(MoneyWatch) What is the single biggest factor driving stock prices? Conventional wisdom says earnings, or the European crisis, or Federal Reserve policy. But legendary investor Jeremy Grantham -- never one to follow conventional wisdom -- says the key driver is money managers' fear of losing their jobs. In his quarterly letter to clients, Grantham says this phenomenon is why the market fluctuates so widely even as economic growth stays in a relatively narrow range.
"The central truth of the investment business is that investment behavior is driven by career risk," writes Grantham, co-founder of Boston-based asset manager GMO. The prime directive among professional investors is "to keep your job," Grantham says, and the best way to do that is to "never, ever be wrong on your own." A great recent example is the tech boom: Money managers who recognized the bubble avoided tech stocks and so their performance lagged badly until the crash. The safer path was to go along for the ride -- sure they got creamed in the collapse, but so did everyone else.
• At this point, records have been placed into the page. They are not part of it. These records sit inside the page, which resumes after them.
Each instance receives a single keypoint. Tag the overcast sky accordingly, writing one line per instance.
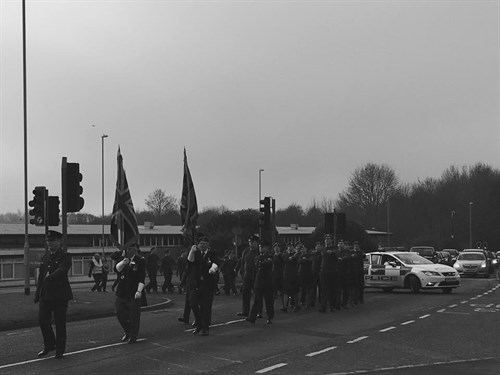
(306, 90)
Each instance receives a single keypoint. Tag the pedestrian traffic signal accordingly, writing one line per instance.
(53, 211)
(265, 213)
(38, 204)
(74, 201)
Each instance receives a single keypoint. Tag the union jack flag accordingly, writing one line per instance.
(124, 229)
(189, 206)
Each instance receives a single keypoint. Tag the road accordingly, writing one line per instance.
(391, 333)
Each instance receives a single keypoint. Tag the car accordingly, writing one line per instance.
(408, 270)
(427, 252)
(453, 252)
(489, 257)
(472, 263)
(444, 257)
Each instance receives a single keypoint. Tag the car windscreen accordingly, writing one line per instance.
(412, 258)
(471, 256)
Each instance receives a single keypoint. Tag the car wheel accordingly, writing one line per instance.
(414, 284)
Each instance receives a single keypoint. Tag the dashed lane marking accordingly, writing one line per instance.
(321, 351)
(270, 368)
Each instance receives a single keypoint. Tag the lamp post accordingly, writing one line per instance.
(102, 196)
(470, 224)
As a result, professional investors pay ruthless attention to what other investors are doing. "The great majority 'go with the flow,' either completely or partially," says Grantham. "This creates herding, or momentum, which drives prices far above or far below fair price."
There are plenty of other inefficiencies in pricing the market, but career risk is by far the largest. Most important, it explains how stocks can be so volatile even as the economy, as measured by gross domestic product, remains remarkably stable. See GMO's chart comparing the S&P 500 (red line) versus GDP (blue line) below.
The market moves 19 times more than is justified by the underlying economic engines, Grantham says, driven by career risk and a lack of long-term vision.
"Two-thirds of all corporate value lies out beyond 20 years," Grantham notes. "Yet the market often trades as if all value lies within the next 5 years, and sometimes 5 months."